At the mouth of a dramatic canyon, ten kilometers south of the estuary of the Wadi Draa, we pitched our last night camp. Fog obscured the desolate beach that roared from the pounding surf. Our bath in the waves of the 55°F cold Atlantic made us quickly forget the punishing heat of the past weeks.
The birthday was appropriately celebrated with an exuberant dinner and a remarkable bonfire fed from a huge pile of driftwood collected on the shore. The event was a worthy finale of our journey. Presents were exchanged and speeches were offered, in Russian, English and Swiss German. From Marc I received an original Douk-Douk, and so I had not only a lasting memory of our journey, but also the memorable picture of Roger Dances with Tent engraved in blue steel in my pocket.

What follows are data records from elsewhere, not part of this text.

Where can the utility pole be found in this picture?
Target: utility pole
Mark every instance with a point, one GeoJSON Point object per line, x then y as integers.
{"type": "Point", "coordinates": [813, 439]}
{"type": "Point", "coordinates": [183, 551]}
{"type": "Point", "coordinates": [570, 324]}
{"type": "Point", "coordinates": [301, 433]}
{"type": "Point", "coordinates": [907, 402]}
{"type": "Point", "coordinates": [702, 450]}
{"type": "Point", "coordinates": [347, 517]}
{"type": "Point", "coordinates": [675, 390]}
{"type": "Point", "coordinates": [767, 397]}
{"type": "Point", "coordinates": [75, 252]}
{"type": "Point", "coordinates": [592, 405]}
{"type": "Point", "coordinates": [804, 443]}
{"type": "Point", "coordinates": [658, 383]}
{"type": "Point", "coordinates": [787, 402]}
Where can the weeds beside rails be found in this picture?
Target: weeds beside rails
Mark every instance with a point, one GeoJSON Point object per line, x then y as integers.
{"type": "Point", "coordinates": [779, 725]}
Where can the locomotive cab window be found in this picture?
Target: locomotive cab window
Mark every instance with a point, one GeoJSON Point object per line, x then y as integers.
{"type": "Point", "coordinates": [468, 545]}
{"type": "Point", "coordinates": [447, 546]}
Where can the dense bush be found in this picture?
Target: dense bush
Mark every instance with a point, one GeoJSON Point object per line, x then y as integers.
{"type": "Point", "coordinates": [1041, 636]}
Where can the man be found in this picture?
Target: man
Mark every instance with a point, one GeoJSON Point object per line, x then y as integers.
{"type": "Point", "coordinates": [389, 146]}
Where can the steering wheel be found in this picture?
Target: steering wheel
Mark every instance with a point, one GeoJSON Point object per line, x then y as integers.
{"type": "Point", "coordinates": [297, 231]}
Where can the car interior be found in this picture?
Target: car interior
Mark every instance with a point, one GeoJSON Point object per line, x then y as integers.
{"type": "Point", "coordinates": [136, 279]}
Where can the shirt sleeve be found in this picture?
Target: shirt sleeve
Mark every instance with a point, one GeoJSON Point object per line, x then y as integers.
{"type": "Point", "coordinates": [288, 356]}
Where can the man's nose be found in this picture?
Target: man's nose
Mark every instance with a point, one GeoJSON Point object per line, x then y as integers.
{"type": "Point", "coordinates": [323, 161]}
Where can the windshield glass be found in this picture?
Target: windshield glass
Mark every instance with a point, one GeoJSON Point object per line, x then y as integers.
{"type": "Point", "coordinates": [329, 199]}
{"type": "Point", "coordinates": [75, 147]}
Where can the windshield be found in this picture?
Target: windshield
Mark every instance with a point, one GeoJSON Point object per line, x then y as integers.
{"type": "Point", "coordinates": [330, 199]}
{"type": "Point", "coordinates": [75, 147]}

On our trip we had covered 3,600 kilometers, two thirds of in the Western Sahara. For the area of the Qued Saquia al Hamra and its tributary Queds, for which hitherto only two meteorite finds were documented, we added a further six sets of coordinates, a quadrupling of the known finds. The discovered meteorites are now scheduled for analysis and classification. We will report the final results here.
The Ergs of the Saquia and the Tifiquirn’s black Hamadas will accompany us for years to come. As a landscape of primeval starkness, only patchily covered by a thin blanket of civilization, the labyrinthine Queds of the G’idat Amwizirat have gouged themselves deep in our memory. The proximity to the settlements and cities along the coast is deceptive. Similar to the great continental deserts the traveler is well advised to remember, that for every triumph and discovery the desert grants, it demands tribute elsewhere.